To run only this step, run

drake =$search_term

which should give you a json file with the following structure:

{"status":"200 OK","result":[{
    "mid":"/m/034ks",
    "id":"/en/galileo_galilei",
    "name":"Galileo Galilei",
    "notable":{
        "name":"Physicist",
        "id":"/m/05snw"},
    "lang":"en",
    "score":112.919083,
    "output":{
        "type":{
            "/type/object/type":[{
                "id":"/book/author",
                "mid":"/m/01xryvt",
                "name":"Author"}]
                }
            }
            }]}

Next, we use drake's R protocol to take the json result from freebase to generate a data frame with the names and types of each result.

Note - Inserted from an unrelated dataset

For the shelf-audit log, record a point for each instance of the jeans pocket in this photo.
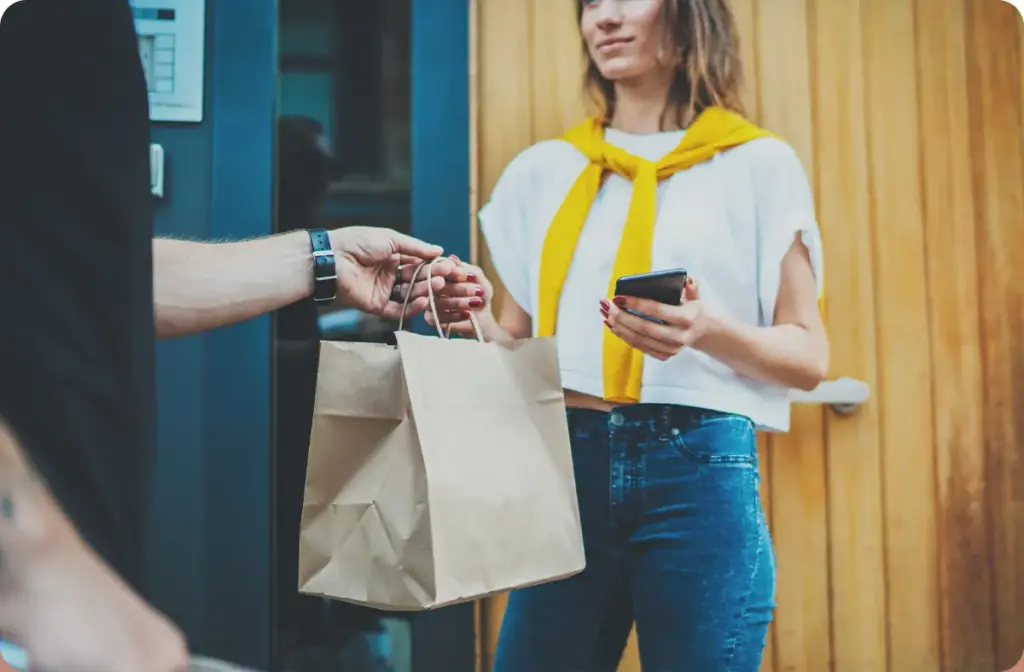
(724, 441)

search_data.csv <- $[search_term].json [R]
     if(!require(RJSONIO)){
         install.packages("RJSONIO")
     }
     if(!require(plyr)){
         install.packages("plyr")
     }
     search_result <- fromJSON('$[INPUT]',simplify=FALSE)
     search_types <- ldply(search_result$result,function(x){
         data.frame(name=x$name,
                   type=x$output$type[[1]][[1]]$name)
         })
     write.csv(search_types,file='$[OUTPUT]',row.names=FALSE)

The output, search_data.csv will then give you data frame with the entities and their tyes that looks like this :

"name","type"
"Galileo Galilei","Author"
"Drake","Musical Artist"
"Drake University","Organization"
"Iceman","Fictional Character"

Once we've formatted our data, we want to do some super important reporting. Since in this case we're just reporting to stdout, we're naming with a tag instead of a file

%report_output_types <- search_data.csv [R]
    input_data <- read.csv("$[INPUT]")
    print(table(input_data$type))

One of the biggest advantages of using R is the excellent RHadoop package which allows R programmers to easily create streaming mapreduce jobs from within the context of R. The following is a simple example of a wordcount on the data we've already collected.

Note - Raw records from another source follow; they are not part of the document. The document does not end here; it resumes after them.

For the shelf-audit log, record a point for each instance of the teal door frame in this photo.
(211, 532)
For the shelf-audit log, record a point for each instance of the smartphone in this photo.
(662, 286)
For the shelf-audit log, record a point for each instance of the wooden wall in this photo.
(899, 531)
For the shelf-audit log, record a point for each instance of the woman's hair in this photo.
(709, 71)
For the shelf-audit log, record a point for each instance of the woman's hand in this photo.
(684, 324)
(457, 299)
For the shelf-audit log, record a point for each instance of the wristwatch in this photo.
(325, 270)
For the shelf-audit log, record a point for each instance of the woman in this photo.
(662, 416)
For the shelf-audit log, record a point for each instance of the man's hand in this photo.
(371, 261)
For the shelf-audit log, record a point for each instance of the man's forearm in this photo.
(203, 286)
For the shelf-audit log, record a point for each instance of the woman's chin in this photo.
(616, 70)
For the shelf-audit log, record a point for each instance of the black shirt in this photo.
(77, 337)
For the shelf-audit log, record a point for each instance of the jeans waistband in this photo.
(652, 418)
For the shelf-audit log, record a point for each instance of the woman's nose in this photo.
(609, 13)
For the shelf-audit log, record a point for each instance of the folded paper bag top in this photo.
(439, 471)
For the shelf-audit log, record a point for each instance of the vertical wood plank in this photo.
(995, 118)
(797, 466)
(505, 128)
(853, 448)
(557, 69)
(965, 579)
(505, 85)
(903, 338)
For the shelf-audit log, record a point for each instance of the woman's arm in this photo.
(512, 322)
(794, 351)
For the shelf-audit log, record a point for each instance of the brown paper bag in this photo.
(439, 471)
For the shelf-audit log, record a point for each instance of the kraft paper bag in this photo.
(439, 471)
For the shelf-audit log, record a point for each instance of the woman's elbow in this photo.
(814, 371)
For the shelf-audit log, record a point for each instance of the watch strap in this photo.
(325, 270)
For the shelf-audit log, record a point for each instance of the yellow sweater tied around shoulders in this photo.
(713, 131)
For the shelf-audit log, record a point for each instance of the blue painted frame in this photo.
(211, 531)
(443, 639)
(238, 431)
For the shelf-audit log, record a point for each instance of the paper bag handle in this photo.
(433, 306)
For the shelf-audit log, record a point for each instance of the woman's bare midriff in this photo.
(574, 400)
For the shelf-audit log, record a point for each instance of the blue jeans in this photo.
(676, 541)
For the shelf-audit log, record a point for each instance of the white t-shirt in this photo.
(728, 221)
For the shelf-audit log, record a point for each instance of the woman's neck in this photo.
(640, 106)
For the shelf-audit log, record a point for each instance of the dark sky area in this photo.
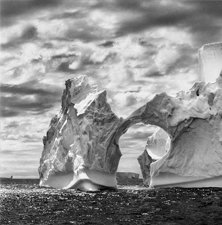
(132, 48)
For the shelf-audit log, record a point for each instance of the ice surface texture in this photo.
(81, 147)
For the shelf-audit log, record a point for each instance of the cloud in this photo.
(27, 98)
(12, 10)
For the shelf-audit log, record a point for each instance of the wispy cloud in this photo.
(134, 49)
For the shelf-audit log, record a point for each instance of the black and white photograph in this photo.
(111, 112)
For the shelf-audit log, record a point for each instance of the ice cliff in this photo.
(81, 147)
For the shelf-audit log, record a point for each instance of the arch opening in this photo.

First, put the data into hadoop

;example integration of RHadoop
hdfs:/data/drake_data <- drake_data
    hadoop fs -put $INPUT $OUTPUT

Then, we create a simple wordcount map reduce job with RHadoop

hdfs/data/wordcount_mr_result <- hdfs:/data/drake_data [R]
    library(rmr2)
    mapreduce(
        input='$[INPUT]',
        output='$[OUTPUT]',
        input.format="text",
        map=function(k,v){
            keyval(key=unlist(strsplit(v,split = ",")),val=1)
        },
        reduce=function(k,v){
            keyval(key=k,val=sum(unlist(v)))
        }
    )

Run Drake:

$ drake

And here's the entire file again:

search_term="drake" 


$[search_term].json <- 
    echo 'https://www.googleapis.com/freebase/v1/search?query=$[search_term]&output=(type)' > tmp_url
    cat tmp_url
    wget -i tmp_url -O $OUTPUT

search_data.csv <- $[search_term].json [R]
     if(!require(RJSONIO)){
         install.packages("RJSONIO")
     }
     if(!require(plyr)){
         install.packages("plyr")
     }
     search_result <- fromJSON('$[INPUT]',simplify=FALSE)
     search_types <- ldply(search_result$result,function(x){
         data.frame(name=x$name,
                   type=x$output$type[[1]][[1]]$name)
         })
     write.csv(search_types,file='$[OUTPUT]',row.names=FALSE)


%report_output_types <- search_data.csv [R]
    input_data <- read.csv("$[INPUT]")
    print(table(input_data$type))


;example integration of RHadoop
hdfs:/data/drake_data <- drake_data
    hadoop fs -put $INPUT $OUTPUT

;wordcount of items in result set
hdfs/data/wordcount_mr_result <- hdfs:/data/drake_data [R]
    library(rmr2)
    mapreduce(
        input='$[INPUT]',
        output='$[OUTPUT]',
        input.format="text",
        map=function(k,v){
            keyval(key=unlist(strsplit(v,split = ",")),val=1)
        },
        reduce=function(k,v){
            keyval(key=k,val=sum(unlist(v)))
        }
    )